Parallèlement à leur activité de création et de vente de produits, Paul Guilloré-Mouraz et Zoé Colley-Meyer animent des conférences -et ateliers- sur la thématique des low-tech. D’une durée moyenne d’une heure trente, les conférences s’organisent autour d’un constat sur les problématiques actuelles d’environnement et d’énergie, puis évoquent les solutions possibles. « Notre volonté est d’expliquer aux participants comment appliquer la démarche low-tech dans leur vie ou leurs activités sans perdre en confort. On veut les voir repartir optimistes, avec l’envie de passer à l’action », appuie Zoé Colley-Meyer.

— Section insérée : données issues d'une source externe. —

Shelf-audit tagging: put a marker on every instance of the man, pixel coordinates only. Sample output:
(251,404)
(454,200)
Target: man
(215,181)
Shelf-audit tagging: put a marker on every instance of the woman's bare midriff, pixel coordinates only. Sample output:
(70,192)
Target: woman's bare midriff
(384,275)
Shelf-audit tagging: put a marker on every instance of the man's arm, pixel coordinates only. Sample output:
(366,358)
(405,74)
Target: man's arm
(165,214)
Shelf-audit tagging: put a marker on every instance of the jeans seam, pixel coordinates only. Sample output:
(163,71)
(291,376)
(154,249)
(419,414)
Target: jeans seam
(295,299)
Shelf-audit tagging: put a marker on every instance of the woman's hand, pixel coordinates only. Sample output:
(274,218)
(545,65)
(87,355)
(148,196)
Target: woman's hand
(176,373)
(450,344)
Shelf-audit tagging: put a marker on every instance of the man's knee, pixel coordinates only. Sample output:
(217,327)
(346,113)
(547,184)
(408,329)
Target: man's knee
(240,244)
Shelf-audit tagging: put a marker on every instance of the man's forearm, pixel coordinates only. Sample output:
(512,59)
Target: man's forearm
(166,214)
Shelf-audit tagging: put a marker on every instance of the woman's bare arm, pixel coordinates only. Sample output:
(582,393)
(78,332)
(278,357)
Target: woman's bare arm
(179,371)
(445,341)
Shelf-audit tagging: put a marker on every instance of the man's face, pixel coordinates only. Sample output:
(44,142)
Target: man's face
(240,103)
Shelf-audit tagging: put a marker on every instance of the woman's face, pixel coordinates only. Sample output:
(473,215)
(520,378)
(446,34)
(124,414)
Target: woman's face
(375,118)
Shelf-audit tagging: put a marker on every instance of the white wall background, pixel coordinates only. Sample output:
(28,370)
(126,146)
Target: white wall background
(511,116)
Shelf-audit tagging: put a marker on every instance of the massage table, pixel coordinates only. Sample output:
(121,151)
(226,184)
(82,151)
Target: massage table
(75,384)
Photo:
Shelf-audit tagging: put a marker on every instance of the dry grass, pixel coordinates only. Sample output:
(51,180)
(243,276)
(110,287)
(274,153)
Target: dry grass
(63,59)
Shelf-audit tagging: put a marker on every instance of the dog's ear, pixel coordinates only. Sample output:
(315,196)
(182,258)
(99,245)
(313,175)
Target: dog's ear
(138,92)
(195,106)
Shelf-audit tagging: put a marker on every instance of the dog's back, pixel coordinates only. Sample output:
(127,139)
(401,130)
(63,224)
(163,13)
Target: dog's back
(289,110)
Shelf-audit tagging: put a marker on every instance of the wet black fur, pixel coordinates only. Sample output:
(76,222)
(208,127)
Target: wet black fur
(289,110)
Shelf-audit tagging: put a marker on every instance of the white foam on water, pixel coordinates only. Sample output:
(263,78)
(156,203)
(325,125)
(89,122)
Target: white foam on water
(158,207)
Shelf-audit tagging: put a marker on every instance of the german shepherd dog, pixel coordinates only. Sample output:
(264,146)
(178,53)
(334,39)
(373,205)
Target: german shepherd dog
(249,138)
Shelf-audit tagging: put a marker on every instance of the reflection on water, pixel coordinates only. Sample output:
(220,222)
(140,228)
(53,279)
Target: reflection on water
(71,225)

Des conférences pour lesquelles ils sont de plus en plus sollicités, auprès d’un public de plus en plus intéressé. « On propose également aux entreprises des formations sur-mesure pour les aider à revoir leur process sur leur chaîne de production. L’idée est d’enlever les technologies en trop sans qu’elles perdent par ailleurs en rentabilité. »

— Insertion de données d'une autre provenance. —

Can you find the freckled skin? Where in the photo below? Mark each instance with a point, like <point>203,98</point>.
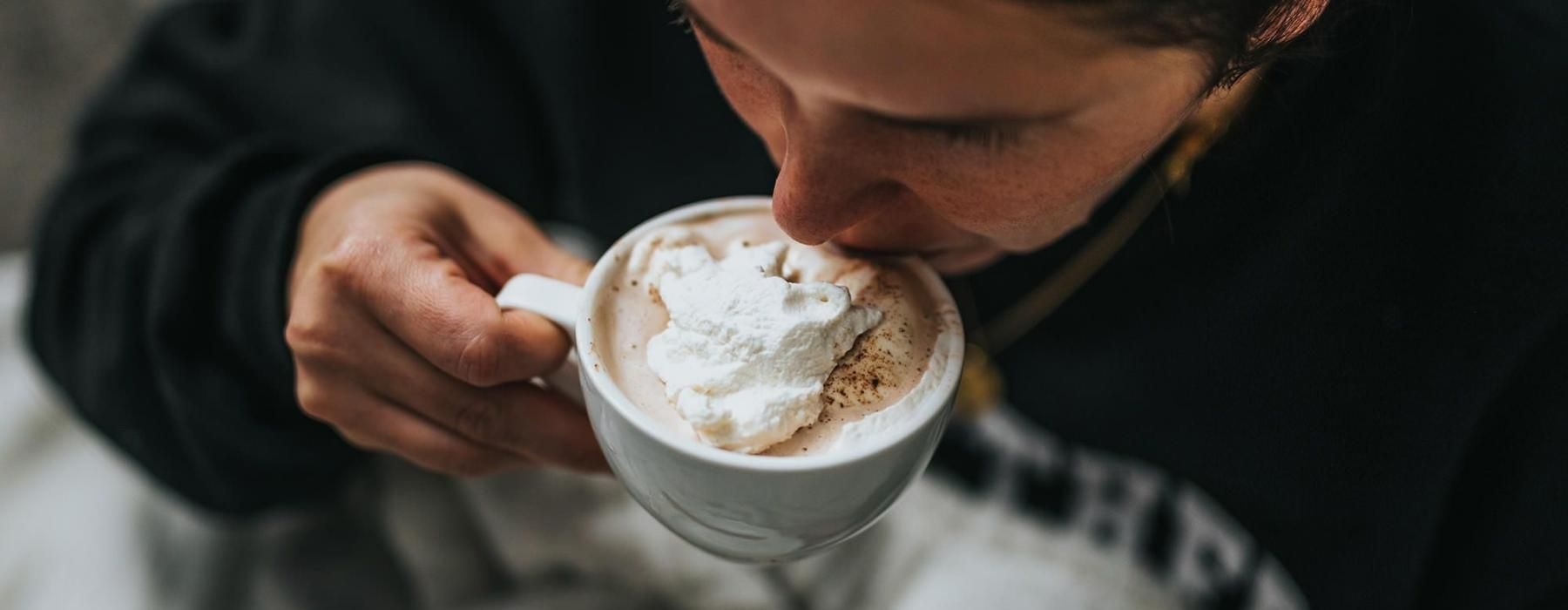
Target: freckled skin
<point>808,71</point>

♦ (re)lire : Deuxfleurs plante les graines d’un autre modèle numérique

Plus d’impact dans le futur

Aujourd’hui, l’entreprise L’Avant d’après, dont le modèle est singulier -voire unique en France – est viable. « Nous nous payons grâce à notre activité, raconte Zoé Colley-Meyer. Et nous sommes soutenus financièrement par l’ADEME, ce dont nous sommes vraiment très fiers ! ». Le futur s’annonce pour le moment sous de bons auspices. « Nous construisons le modèle de notre entreprise chaque jour. Nous voulons la faire évoluer dans le futur, développer plus de produits destinés aux entreprises, car ce sont elles qui dépensent beaucoup d’énergie. Ainsi, nous aurions plus d’impact. »

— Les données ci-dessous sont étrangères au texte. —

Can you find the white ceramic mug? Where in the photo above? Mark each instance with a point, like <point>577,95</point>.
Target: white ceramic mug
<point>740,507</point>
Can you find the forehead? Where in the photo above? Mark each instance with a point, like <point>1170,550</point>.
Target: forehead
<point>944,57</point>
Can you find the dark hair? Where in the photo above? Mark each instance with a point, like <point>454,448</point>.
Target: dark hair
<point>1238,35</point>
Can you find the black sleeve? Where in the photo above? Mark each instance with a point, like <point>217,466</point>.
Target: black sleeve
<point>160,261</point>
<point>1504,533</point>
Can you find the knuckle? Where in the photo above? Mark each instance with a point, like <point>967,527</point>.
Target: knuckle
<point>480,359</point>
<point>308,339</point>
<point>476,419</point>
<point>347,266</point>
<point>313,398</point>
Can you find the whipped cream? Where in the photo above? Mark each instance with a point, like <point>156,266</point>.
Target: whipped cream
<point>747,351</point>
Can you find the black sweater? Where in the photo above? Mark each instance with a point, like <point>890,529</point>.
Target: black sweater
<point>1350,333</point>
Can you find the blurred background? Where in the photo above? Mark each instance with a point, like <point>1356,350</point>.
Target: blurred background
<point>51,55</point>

Les deux associés travaillent actuellement sur un modèle de marmite pour restaurateurs et collectifs, pour lequel ils espèrent collaborer avec des cantines locales dès le début 2026. « Nous invitons tout le monde à essayer les low-tech, à vivre plus sobrement, à réinventer le confort avec créativité. Le changement de pratiques n’est pas si compliqué que ça, il faut s’y mettre tous et s’entraider. » ♦

Bonus

L’appartement 100% low-tech. Paul Guilloré-Mouraz et Zoé Colley-Meyer ont récemment conçu des produits pour l’ingénieur-aventurier Corentin de Châtelperron et sa compagne Caroline Pultz. Ils ont servi à équiper « l’appartement- écosystème » de 26m2 dans lequel ils ont vécu cinq mois à Boulogne-Billancourt en synergie avec des bactéries, des plantes et des insectes pour inventer une vie sobre et réaliste (documentaire à venir sur Arte).